Ora stiamo riordinando il settore fisico, quindi proprio in questi giorni stiamo redigendo il testo finale.”
A rimarcarlo è Roberto Alesse, direttore dell’Agenzia delle dogane e dei monopoli, nel corso di un’intervista a l’€conomista, talk di Urania News (Il Riformista).
Il Dg coglie l’occasione per sottolineare che la materia dei giochi “è proiettata verso sviluppi tecnologici incredibili. Qui la rete fisica la riformiamo, c’è qualche Paese al mondo, come l’America, che sta anche oltre l’online e che è arrivato a disciplinare il gioco pubblico attraverso il metaverso, il multiverso.

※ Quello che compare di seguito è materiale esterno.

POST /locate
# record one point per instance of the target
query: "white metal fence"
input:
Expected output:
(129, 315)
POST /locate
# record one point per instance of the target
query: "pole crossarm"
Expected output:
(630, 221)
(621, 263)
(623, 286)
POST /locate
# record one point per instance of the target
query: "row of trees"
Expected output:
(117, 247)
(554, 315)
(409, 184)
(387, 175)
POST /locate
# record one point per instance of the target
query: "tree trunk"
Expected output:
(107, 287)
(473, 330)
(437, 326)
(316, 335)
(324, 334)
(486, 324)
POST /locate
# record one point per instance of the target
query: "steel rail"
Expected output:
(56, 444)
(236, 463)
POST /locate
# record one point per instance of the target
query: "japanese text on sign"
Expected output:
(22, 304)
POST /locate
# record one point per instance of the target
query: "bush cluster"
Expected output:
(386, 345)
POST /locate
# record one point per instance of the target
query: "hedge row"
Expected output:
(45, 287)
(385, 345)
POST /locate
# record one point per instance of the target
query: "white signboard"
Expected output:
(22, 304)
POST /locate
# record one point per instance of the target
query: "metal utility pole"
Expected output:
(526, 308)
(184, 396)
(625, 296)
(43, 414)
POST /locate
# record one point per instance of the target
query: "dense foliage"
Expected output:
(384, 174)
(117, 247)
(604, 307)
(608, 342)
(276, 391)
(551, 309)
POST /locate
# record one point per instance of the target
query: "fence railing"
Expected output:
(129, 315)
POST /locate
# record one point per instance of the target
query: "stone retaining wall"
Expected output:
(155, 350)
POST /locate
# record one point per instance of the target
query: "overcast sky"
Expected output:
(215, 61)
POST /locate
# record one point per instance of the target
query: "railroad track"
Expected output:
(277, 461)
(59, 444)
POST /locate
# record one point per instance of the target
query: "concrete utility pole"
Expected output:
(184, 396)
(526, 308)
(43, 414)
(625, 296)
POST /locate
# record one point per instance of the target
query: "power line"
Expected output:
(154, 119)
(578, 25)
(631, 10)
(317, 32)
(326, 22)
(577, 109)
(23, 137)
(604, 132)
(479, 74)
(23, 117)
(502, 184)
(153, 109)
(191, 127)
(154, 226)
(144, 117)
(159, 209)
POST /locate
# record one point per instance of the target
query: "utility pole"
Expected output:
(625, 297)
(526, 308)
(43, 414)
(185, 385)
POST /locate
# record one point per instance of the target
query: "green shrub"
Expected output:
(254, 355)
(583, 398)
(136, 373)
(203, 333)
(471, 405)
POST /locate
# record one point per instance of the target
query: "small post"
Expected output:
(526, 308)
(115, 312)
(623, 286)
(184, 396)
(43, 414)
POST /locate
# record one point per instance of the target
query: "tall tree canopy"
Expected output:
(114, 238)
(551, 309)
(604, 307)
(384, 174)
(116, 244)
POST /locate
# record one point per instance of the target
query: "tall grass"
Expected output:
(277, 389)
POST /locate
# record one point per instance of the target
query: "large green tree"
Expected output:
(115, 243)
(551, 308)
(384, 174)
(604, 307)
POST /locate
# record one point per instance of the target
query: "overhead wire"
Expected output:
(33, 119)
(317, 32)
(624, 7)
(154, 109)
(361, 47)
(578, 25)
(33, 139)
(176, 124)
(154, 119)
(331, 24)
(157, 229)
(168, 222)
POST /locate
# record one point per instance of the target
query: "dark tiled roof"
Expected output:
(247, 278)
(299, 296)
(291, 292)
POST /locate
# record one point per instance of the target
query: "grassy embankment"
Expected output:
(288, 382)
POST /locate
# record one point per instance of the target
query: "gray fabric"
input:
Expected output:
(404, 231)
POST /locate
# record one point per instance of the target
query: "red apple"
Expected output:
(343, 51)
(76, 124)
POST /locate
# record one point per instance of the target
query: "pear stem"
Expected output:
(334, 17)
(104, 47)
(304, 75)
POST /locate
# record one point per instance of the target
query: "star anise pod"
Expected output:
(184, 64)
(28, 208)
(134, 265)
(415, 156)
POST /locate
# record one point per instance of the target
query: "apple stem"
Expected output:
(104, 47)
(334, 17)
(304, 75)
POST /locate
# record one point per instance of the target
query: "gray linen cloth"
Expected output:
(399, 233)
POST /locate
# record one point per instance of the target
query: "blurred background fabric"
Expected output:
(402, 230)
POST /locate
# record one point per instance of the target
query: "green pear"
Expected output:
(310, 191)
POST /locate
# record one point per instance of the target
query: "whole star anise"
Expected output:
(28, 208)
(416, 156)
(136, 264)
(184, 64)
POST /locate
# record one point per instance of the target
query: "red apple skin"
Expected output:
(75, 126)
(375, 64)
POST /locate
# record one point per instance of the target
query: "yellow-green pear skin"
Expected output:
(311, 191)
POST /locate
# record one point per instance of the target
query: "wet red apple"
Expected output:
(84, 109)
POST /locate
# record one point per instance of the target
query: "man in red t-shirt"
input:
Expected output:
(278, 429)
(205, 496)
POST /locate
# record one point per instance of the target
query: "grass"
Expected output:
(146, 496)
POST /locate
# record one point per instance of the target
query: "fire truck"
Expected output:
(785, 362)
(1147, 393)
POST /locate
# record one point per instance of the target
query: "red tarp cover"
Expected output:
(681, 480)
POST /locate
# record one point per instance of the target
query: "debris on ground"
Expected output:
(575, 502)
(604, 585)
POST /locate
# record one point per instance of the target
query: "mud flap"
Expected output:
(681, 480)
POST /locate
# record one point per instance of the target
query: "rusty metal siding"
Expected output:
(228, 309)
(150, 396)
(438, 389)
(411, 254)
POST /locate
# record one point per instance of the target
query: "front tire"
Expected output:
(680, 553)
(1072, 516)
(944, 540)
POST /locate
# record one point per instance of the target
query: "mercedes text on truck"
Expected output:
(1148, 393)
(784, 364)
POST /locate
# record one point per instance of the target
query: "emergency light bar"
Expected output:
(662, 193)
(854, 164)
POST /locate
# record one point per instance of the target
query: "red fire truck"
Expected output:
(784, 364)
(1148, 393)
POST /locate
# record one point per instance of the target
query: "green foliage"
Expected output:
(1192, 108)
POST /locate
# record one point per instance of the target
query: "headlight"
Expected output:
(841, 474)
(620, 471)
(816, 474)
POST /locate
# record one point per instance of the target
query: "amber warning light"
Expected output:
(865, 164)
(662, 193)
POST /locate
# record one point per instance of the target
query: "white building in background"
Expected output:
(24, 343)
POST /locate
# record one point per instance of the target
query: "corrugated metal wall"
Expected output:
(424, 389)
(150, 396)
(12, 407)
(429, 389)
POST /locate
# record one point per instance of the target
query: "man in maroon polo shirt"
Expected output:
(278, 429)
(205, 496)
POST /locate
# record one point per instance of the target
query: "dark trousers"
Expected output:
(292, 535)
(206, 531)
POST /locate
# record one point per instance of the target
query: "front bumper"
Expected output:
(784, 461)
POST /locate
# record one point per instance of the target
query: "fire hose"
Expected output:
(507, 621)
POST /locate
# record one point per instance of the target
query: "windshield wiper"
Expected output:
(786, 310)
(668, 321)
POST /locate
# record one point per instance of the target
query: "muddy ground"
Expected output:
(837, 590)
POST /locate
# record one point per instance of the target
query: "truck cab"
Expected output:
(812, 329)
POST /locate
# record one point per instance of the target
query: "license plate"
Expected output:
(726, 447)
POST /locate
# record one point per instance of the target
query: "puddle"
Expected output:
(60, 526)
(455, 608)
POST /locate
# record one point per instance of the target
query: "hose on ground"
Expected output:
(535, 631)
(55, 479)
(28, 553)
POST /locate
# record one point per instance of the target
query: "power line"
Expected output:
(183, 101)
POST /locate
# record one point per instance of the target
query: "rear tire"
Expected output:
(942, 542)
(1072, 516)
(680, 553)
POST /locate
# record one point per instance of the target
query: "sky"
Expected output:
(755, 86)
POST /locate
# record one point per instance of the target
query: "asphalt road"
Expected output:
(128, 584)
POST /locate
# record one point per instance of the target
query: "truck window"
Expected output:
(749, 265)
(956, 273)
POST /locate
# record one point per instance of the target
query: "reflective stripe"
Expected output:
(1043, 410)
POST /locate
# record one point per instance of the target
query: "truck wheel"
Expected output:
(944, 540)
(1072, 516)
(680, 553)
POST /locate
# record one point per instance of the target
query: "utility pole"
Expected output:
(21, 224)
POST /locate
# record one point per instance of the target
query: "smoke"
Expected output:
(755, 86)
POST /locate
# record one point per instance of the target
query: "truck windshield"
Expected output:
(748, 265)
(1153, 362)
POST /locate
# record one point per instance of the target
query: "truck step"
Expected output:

In America già incassano un miliardo di dollari di fatturato attraverso il caschetto che si mette in testa e la gente che con gli occhiali entra nelle sale di gioco virtuali .Quindi questa è una materia che poggia tutta quanta sull’evoluzione della scienza”.
Ritornando poi al tema del riordino del gioco fisico, Alesse si concede una battuta: “Altro che distanziometro… Se dovessi fare una previsione, al di là della necessità di omogenizzare le regole su tutto il territorio, a livello regionale, la materia del gioco pubblico fisico, certamente bisogna guardare oltre, perché le nuove generazioni sono tarate su strumenti tecnologici diversi dalla generazione che è in graduale uscita. Diciamo su parametri digitali diversi, torniamo a parlare digitale”.